Day8】インパクトは数より一つの大きさ
1.父の命日
7/27、父の命日。
14年前、ボクの職人としての本業である電気工事士の国家試験日7/27の朝、枕元の携帯が鳴りました。
当時から携帯電話を目覚まし時計代わりにしていたので目覚ましが鳴ったかと思いきや、姉からの着信でした。
とっさに「その瞬間が来たか」と思い電話に出ると「ゆうじ、今や、今お父さん亡くなったで」と姉が伝えてきました。
肺がんを患い、末期状態で手の施しようがないとして、京都市内にある緩和ケアセンターに入っていた父。
意識を失い、今夜がヤマかもしれないという電話がセンターから入り、試験日前日の26日、実技試験に使う工具を持って京都に向かいました。すでに姉と義母は来ていましたが、父はもう話せる状態ではなく焦点の合わない目をうつろに開きながらウ〜ウ〜と唸っていました。
父も大変ではありましたが、ボクも結婚を控えて生活を左右する国家試験が明日に迫っていたので、唸る父の横でペンチを使って電線を剥いていました。
遅くまでいましたが、朝から試験が大阪であるため、姉と義母に託して帰阪しました。
そして翌日試験日の朝、父は亡くなりました。
何でよりによってこんな日に、と何とも言えない気持ちを抑えつつ、試験会場に向かった事を覚えています。
2.約束された日
ボクは父とは生涯で5年しか暮らしておらず、特に今ボクの息子と同じ年頃の父との思い出はあまりありません。
ボクが0歳か1歳の時に父と母が離婚し、僕はまだ小さかったため5人いる姉のうち2歳上の姉と2人で母方に引き取られましたが、母の今でいうネグレクトがあったようで、1歳7ヶ月の頃、その姉と一緒に京都にある積慶園という孤児院に入れられました。
そして10歳になる時、父親に引き戻され家だった孤児院を後にし、亀岡に住む事になりました。

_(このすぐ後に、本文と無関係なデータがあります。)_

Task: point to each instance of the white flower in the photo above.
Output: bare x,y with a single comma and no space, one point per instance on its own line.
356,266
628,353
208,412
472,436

次女の姉(長女は生まれつきの身体障がいで60年間養護施設に入っています)曰く、廃校の廃材で造られたという2階建ての文化アパートでの暮らしが始まりましたが、父はほとんど家に帰る事はありませんでした。
後の義母と別で住んでいたとの事です。
家の食べ物がなくなり、夜中に姉が10円玉を持って近くの商店の公衆電話でどこかに電話をかけ「お父さんに食べ物がなくなったと伝えてください」と話していたのを今も覚えています。
お腹が空いて座卓の下で寝ていると、姉に揺り起こされ、目をこすりながら開けるとその座卓の上に袋いっぱいの菓子パンが置いてあり、姉が「食べぇ」と僕に言いました。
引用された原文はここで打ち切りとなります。